Под знаком незаконнорожденных - Владимир Набоков
Шрифт:
Интервал:
Закладка:
Оставим без внимания мой оскорбительный выпад (это минутный порыв) и рассудим: можем ли мы довести себя до состояния постыдного страха, пытаясь вообразить бесконечные годы, бесконечные складки черного бархата (набейте себе их сухостью рот), – словом, бесконечное прошлое, уходящее в минусовую сторону ото дня нашего появленья на свет? Не можем. Почему? По той простой причине, что мы уже прошли через вечность, уже не существовали однажды и нашли, что это néant никаких решительно ужасов не содержит. То, что мы теперь пытаемся (безуспешно) проделать, это заполнить бездну, благополучно пройденную нами, ужасами, которые мы заимствуем из бездны, нам предстоящей, каковая бездна заимствует сама себя из бесконечного прошлого. Стало быть, мы проживаем в чулке, претерпевающем процесс выворачивания наизнанку, и даже не знаем наверное, которой фазе процесса отвечает наш момент сознания.
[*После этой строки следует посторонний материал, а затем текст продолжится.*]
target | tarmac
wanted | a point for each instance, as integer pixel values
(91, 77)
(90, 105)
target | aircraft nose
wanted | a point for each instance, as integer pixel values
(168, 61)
Взявши разгон, он продолжал писать с несколько трогательным (если глянуть со стороны) пылом. Он был ранен, что-то в нем надломилось, но до поры прилив второстепенного вдохновения и отчасти манерной образности держал его на плаву. После часа примерно занятий этого рода он остановился и перечел исписанные им четыре с половиной страницы. Дорога была ясна. Между прочим, он сумел помянуть в одном сжатом предложении несколько религий (не забыв и «ту чудесную еврейскую секту, чья греза о молодом кротком рабби, погибающем на римском crux, распространилась по всем северным землям») и отбросил их все, вместе с кобольдами и духами. Бледное звездное небо бескрайней философии легло перед ним, но он решил, что неплохо бы выпить. Все еще с голым пером в руке он поплелся в столовую. Снова она.
– Он спит? – осведомился он чем-то вроде безгласного рыка, не повернув головы, склоняясь за коньяком к нижней части буфета.
– Должен бы, – отвечала она.
Он откупорил бутылку и перелил часть ее содержимого в кубок зеленого стекла.
– Спасибо, – сказала она.
Не удержался, взглянул на нее. Она сидела у стола, штопая чулок. Голые шея и ноги казались неестественно белыми на фоне черного платья и черных шлепанцев.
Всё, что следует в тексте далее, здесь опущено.